Autor |
Wiadomość |
marcin |
Wysłany: Sob 22:56, 22 Sie 2009 Temat postu: |
|
Czy skaczemy w niedzielę? Umawiamy się na skoki więc chyba poskaczemy Bardzo na to liczę, bo już 2 miesiące nie skakałem.
Twoje orzeczenie lekarskie już do niczego. Będziesz musiał dostać nowe; koszt - jakieś 100-150zł.
Do zobaczenia |
|
|
ernest |
Wysłany: Sob 11:08, 22 Sie 2009 Temat postu: |
|
Dziękuję Ci Marcinie za powitanie i zaproszenie na lotnisko, napewno skorzystam, może nawet już jutro? Skaczecie w niedzielę? Mam jeszcze jedno pytanie, orientuje się ktoś czy orzeczenie o zdolności do wykonywania skoków na jakiś termin przydatności do spożycia? Mam orzeczenie komisji wojskowej o zdolności do wykonywania skoków spadochronowych, także wg. przepisów obowiązujących w lotnictwie cywilnym, jest ono z kwietnia 99'. Fakt , że zawsze można zrobić nowe badania, ale skoro te były by jeszcze ważne to można zaoszczędzić zarówno czas jak i pieniądze...

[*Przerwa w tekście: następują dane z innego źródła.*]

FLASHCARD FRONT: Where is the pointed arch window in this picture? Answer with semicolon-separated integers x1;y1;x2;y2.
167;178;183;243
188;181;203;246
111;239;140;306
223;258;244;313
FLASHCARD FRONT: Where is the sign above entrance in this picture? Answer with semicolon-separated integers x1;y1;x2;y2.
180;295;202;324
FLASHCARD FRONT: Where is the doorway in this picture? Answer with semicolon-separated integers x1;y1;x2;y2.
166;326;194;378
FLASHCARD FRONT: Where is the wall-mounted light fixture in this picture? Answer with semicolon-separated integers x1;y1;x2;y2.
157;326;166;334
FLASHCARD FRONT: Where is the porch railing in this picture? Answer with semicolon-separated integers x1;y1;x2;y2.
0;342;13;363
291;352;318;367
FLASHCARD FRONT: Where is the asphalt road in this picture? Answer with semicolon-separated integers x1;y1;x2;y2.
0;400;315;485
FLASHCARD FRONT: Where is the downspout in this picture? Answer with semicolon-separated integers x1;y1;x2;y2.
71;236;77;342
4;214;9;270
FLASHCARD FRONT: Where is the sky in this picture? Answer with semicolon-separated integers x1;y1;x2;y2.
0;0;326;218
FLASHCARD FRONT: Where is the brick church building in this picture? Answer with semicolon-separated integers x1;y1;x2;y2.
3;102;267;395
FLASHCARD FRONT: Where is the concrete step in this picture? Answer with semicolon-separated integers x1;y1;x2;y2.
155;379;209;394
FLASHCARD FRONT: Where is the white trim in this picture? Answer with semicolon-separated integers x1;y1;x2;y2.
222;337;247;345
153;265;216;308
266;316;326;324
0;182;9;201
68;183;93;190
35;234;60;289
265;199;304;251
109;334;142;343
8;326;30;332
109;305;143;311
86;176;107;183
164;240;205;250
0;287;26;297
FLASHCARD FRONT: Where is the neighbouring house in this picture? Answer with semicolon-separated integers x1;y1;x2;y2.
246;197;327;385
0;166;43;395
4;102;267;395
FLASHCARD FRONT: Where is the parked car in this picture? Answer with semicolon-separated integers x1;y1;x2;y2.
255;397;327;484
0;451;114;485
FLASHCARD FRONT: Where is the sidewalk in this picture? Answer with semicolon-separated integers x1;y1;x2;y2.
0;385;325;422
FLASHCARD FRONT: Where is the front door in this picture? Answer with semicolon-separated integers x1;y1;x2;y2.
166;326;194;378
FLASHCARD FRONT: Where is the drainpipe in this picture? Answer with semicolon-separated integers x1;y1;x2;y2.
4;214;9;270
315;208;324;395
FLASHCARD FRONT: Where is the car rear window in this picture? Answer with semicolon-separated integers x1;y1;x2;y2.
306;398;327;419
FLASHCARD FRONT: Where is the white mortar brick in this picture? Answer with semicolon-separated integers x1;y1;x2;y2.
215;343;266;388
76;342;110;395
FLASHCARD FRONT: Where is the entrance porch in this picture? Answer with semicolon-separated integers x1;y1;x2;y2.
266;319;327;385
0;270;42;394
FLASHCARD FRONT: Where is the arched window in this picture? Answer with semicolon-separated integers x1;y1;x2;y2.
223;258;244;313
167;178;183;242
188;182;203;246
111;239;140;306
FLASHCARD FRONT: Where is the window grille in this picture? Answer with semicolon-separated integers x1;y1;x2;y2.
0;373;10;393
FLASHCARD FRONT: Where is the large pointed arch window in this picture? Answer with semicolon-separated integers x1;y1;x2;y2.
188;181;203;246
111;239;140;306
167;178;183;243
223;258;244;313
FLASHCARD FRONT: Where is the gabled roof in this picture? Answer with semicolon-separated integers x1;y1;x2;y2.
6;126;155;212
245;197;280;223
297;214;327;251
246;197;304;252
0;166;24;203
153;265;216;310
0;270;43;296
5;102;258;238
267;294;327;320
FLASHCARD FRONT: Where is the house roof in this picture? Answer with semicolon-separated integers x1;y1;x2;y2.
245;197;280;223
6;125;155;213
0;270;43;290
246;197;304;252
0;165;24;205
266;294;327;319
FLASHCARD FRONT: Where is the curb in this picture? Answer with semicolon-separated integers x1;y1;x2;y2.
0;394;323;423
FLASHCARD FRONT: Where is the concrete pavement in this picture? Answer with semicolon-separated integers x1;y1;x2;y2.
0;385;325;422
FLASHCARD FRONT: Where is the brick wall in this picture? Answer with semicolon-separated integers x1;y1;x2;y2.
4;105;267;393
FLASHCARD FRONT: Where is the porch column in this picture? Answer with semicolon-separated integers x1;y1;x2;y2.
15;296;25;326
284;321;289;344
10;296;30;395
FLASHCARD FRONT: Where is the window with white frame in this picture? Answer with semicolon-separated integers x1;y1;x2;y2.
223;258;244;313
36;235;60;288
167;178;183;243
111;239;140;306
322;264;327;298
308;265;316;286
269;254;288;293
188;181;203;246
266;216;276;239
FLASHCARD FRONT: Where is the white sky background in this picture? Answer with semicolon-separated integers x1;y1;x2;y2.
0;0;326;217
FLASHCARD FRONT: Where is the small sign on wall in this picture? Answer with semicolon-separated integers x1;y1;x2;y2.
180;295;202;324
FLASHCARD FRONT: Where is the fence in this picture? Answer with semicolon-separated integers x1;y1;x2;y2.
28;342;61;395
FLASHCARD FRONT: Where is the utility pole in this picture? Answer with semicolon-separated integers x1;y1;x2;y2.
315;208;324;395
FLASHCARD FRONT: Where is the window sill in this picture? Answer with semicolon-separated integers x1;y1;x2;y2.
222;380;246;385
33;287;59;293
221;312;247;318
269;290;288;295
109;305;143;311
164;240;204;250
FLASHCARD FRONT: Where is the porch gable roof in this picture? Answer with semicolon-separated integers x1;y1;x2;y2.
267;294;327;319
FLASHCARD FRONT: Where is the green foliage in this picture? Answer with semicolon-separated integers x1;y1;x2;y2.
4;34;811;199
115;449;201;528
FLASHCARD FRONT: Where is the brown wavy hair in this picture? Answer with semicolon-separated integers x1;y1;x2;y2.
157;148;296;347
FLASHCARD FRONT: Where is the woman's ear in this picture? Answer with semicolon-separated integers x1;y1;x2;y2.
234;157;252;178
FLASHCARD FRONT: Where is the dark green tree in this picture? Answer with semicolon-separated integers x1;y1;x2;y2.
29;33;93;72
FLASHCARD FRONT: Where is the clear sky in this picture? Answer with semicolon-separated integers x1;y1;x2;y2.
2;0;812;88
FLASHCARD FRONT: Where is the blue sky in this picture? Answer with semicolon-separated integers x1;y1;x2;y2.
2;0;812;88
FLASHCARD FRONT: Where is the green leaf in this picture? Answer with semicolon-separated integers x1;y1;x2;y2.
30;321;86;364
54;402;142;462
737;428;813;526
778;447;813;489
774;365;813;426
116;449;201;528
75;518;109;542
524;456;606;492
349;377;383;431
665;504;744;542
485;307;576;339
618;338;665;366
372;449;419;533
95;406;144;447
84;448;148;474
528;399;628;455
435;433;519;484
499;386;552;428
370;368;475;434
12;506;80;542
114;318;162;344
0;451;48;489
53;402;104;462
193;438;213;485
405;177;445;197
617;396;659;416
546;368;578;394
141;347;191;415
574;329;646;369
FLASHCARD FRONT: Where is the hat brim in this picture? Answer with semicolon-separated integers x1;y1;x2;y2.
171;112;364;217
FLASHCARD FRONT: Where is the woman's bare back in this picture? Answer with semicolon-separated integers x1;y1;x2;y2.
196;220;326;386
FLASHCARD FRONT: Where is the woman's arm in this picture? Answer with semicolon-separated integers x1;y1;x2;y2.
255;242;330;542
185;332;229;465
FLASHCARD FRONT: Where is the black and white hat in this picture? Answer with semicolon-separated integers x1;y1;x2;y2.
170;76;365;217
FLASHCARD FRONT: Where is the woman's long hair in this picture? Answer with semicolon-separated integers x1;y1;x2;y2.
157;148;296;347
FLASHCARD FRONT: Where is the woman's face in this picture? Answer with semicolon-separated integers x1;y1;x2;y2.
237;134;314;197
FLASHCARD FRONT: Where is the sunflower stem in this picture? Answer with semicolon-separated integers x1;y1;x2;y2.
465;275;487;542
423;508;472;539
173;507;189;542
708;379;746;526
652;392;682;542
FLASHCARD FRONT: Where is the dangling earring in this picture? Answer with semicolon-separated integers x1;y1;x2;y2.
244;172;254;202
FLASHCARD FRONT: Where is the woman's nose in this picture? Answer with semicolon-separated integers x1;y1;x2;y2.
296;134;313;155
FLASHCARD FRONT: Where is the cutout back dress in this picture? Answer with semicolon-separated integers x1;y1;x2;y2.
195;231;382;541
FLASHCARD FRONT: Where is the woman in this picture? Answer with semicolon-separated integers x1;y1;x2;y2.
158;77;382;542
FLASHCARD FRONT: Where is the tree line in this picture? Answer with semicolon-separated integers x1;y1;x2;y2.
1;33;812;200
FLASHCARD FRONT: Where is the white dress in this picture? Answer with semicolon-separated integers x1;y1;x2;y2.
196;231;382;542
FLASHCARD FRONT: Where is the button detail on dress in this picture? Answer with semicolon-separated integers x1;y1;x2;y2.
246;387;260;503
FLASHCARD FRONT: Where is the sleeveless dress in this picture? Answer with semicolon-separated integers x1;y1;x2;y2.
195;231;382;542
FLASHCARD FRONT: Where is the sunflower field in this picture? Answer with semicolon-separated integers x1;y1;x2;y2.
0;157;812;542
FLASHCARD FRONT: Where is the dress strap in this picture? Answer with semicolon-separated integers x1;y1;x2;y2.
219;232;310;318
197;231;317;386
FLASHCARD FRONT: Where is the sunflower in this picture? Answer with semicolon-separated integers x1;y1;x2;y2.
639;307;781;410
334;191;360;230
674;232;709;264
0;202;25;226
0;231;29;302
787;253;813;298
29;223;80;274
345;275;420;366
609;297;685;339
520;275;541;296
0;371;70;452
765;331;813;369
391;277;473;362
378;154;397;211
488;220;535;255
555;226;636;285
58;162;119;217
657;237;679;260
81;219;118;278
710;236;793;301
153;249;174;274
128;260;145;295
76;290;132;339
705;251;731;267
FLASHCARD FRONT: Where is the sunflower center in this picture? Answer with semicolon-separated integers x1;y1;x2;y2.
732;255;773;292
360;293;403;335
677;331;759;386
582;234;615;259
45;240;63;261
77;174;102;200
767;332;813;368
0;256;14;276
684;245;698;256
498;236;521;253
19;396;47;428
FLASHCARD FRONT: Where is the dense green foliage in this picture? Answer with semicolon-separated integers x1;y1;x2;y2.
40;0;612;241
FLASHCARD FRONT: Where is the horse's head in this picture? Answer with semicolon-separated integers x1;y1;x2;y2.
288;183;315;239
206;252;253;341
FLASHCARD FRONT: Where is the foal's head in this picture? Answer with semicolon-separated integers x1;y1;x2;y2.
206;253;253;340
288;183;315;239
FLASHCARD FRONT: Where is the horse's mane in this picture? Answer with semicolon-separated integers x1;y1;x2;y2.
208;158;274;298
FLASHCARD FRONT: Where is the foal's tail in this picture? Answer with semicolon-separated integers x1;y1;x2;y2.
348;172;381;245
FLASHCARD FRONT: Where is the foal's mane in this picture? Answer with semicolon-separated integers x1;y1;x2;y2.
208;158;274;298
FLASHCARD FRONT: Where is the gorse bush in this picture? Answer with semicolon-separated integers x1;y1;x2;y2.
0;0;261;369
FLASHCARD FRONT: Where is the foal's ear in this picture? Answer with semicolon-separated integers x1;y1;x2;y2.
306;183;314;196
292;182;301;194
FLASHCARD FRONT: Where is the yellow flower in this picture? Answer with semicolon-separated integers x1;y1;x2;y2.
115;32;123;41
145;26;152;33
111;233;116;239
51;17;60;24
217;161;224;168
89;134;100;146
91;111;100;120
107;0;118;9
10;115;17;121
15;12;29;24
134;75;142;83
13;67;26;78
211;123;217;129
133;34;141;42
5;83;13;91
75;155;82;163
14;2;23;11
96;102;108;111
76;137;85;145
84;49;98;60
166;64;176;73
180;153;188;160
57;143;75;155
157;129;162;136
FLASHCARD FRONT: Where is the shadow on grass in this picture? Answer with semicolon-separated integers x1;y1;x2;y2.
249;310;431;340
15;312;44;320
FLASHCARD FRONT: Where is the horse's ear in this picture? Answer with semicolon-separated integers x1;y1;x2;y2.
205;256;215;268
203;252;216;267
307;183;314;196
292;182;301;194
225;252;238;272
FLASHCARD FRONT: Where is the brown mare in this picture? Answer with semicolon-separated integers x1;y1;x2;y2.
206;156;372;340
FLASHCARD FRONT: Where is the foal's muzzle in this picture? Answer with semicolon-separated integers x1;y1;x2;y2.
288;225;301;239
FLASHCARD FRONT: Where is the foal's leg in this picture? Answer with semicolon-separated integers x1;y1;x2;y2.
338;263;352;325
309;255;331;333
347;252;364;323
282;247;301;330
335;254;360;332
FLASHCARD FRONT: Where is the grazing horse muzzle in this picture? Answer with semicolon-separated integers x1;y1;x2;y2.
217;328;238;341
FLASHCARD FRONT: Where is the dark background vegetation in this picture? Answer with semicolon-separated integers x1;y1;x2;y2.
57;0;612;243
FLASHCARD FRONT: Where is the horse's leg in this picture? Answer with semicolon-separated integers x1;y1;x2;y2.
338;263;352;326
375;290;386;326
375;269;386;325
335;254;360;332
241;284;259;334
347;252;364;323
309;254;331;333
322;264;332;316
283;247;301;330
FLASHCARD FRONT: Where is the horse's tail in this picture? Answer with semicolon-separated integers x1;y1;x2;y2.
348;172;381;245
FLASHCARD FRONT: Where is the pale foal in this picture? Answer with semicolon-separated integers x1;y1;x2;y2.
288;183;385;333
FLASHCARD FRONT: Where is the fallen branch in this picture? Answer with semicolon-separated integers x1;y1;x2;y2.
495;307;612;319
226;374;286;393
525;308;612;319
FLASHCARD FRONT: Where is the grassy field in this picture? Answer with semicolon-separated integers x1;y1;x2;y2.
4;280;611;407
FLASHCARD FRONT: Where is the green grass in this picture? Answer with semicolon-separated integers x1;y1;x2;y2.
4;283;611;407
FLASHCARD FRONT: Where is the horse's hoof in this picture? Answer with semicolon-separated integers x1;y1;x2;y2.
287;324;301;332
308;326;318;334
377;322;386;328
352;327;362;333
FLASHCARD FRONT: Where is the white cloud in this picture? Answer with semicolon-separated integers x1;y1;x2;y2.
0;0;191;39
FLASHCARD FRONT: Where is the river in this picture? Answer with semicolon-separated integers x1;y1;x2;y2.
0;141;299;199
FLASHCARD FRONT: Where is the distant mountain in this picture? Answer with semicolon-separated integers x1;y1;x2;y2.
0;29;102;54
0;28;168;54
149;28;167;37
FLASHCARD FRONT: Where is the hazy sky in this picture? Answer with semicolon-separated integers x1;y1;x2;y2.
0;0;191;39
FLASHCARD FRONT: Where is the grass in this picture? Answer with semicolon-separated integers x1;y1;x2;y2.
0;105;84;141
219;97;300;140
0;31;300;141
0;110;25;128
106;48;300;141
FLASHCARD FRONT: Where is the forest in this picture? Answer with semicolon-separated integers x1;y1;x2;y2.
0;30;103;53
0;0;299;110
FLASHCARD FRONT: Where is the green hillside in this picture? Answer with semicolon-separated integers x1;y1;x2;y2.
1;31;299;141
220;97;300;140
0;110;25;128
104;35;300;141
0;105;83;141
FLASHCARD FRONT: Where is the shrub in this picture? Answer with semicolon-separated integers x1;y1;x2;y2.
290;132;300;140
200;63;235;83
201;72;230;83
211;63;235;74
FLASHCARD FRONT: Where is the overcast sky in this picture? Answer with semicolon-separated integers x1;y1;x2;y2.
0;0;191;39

Jeszcze raz witam wszystkich i pozdrawiam
Jarek |
|
|
marcin |
Wysłany: Sob 0:18, 22 Sie 2009 Temat postu: |
|
cześć Ernest!
Wątek powitalny jakoś dotąd nie miał powodzenia, ale, ma się rozumieć, wszystkich na forum witamy serdecznie.
W sprawie dopisania starych skoków muszą wypowiedzieć się instruktorzy.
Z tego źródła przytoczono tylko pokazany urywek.